Continuing our series about Geology and Medicine, this blog is all about the healing properties of Silver.

Silver has antimicrobial and antibacterial properties, and it has been used throughout the ages to cure infections and help heal wounds.

Now new medical studies have shown that it can kill a wide range of bacteria and viruses, including the very dangerous E.Coli and Staphylococcus.

The form of silver generally used as a medicine is colloidal silver, which is the suspension of microscopic particles of silver in liquid.

Before the advent of antibiotics, colloidal silver was used to treat infections, but after antibiotics came into vogue, silver went out of favour with conventional doctors except for a few uses - as a salve for burns and wounds, in nitrate eye solutions to prevent blindness in new born babies, and as an antibacterial coating in the lining of catheters.

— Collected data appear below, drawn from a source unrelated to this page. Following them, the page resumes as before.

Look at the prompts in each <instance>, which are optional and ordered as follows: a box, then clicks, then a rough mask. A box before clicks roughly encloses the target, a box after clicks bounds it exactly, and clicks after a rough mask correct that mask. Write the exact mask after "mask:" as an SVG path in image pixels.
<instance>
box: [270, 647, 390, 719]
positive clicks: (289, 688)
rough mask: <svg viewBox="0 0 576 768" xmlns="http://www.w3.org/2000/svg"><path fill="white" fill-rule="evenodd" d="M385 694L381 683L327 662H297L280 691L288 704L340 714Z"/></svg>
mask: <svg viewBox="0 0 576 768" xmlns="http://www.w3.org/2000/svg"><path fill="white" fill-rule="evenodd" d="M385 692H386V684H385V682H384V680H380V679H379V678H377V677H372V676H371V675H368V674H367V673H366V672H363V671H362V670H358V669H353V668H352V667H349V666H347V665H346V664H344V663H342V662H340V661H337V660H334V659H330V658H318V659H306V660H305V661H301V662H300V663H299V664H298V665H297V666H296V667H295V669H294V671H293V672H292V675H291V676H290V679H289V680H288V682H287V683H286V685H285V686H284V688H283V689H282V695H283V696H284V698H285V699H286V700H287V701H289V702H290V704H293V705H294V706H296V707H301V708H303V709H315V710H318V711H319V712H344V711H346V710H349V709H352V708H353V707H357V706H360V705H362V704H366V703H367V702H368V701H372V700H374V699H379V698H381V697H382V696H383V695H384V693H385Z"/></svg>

Now with various bacteria strains becoming increasingly resistant to the effects of antibiotics, the rest of the medical community is once again becoming interested in colloidal silver. Silver attacks microbes in several different ways at once so it is more difficult for these microbes to develop protective mechanisms.

In a Taiwanese study published in the journal Colloids and Surfaces B: bio - interfaces, colloidal silver was found to kill the potentially deadly superbug methicillin-resistant staphylococcus aureus (MRSA) and Pseudomonas aeruginosa on surfaces such as door knobs and light switches where these bugs are known to colonize and spread between people.

Colloidal silver's effectiveness against a range of viruses, including hepatitis C, herpes and HIV has also been shown in both laboratory tests and in people.